Als Thilo Sarrazin Anfang März 2014 beim "Cicero-Foyergespräch" im Berliner Ensemble sein neues Buch zum "Tugendterror" vorstellen wollte, war die Onlineredaktion selbstverständlich live dabei. Die Seite, die sich weniger als Nachrichten- denn Debattenmagazin begreift, war via Video, Twitter und Facebook präsent. Doch Sarrazin kam nicht zu Wort: Demonstranten besetzten das Theater. Die Veranstaltung wurde abgesagt.

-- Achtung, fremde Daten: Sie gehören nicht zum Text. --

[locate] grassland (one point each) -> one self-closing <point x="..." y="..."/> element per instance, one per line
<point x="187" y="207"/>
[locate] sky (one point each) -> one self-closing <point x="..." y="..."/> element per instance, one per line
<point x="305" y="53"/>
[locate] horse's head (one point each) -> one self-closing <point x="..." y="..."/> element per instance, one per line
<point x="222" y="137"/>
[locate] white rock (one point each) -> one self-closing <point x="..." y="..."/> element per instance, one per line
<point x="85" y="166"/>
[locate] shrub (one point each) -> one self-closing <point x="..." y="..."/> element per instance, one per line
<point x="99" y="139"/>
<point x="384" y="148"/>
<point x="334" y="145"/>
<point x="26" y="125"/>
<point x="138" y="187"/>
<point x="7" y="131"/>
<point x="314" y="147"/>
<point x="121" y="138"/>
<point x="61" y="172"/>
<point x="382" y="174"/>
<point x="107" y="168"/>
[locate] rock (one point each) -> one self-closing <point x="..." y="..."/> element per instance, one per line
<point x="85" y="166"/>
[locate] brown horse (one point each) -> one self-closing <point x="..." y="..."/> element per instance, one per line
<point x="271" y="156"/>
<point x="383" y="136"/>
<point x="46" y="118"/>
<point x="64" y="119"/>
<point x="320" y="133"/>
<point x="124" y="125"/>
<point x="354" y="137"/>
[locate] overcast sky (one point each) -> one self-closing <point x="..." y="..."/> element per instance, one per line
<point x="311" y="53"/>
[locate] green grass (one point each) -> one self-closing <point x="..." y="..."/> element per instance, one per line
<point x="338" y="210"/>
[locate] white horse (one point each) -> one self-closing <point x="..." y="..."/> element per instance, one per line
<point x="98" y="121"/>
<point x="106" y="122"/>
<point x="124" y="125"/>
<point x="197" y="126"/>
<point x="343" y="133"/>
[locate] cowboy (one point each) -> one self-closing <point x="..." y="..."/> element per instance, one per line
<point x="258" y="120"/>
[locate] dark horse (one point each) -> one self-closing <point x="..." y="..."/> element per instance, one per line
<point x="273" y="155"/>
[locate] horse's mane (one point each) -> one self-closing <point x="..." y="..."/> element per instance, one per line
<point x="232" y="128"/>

Noch bevor der erste Artikel auf der Webseite erschien, hatten bereits viele andere Onlinemedien eine entsprechende Agenturmeldung veröffentlicht. Sie hatten sogar "Cicero" als Veranstalter überholt.

In der Welt der Onlinemedien ist Geschwindigkeit die wichtigste Währung. Wo Prominenz und Skandal zusammentreffen, gibt der Ticker den Takt vor. "Der Echtzeitjournalismus", bemerkte die "Frankfurter Allgemeine Zeitung" dazu spöttisch, "hat uns geistig auf den Wilhelminismus zurückgeworfen". Der stellvertretende Feuilleton-Chef Edo Reents schrieb anlässlich des Berlin-Besuchs von Barack Obama im Sommer 2013, die Berichterstattung habe "aus interessierten Zeitgenossen Untertanen gemacht, die sich mit der Aufzählung von Banalitäten zufriedengeben müssen"; er sprach von "Personenkult" und "Hofberichterstattung". Die neue Eile in der Berichterstattung wirkt für Reents "verheerend" auf die Demokratie. Es gebe keine Zeit mehr, die Dinge zu bewerten.

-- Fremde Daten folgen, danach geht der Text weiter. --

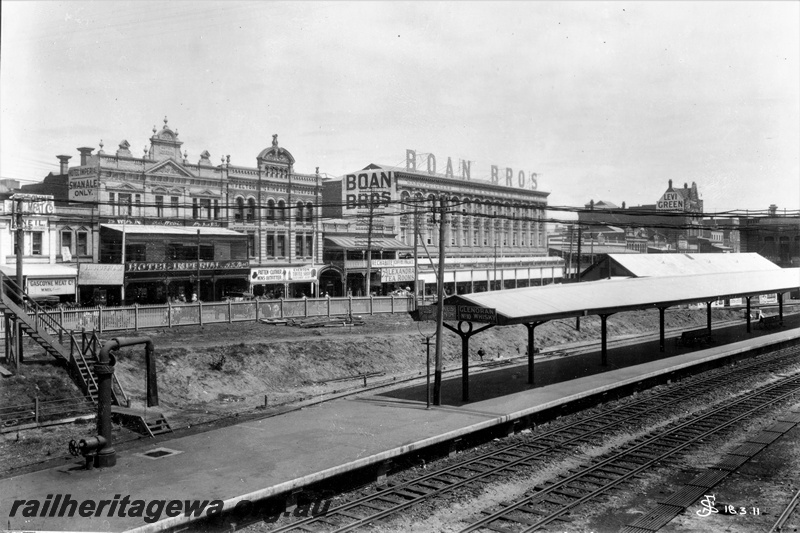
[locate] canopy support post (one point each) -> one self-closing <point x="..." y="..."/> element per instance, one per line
<point x="465" y="335"/>
<point x="604" y="339"/>
<point x="747" y="298"/>
<point x="531" y="326"/>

Unter "Echtzeitjournalismus" – aus dem Englischen real time journalism – wird gemeinhin die live beziehungsweise sehr zeitnah am Ereignis liegende Berichterstattung per Text, Ton und (Bewegt-)Bild unter Einbeziehung sozialer Medien verstanden. Obwohl Radio und Fernsehen bereits seit den 1920er und 1930er Jahren ähnlich "echtzeitig" übertragen, ist die Entwicklung erst mit der Ausbreitung der Internetmedien in die Kritik geraten.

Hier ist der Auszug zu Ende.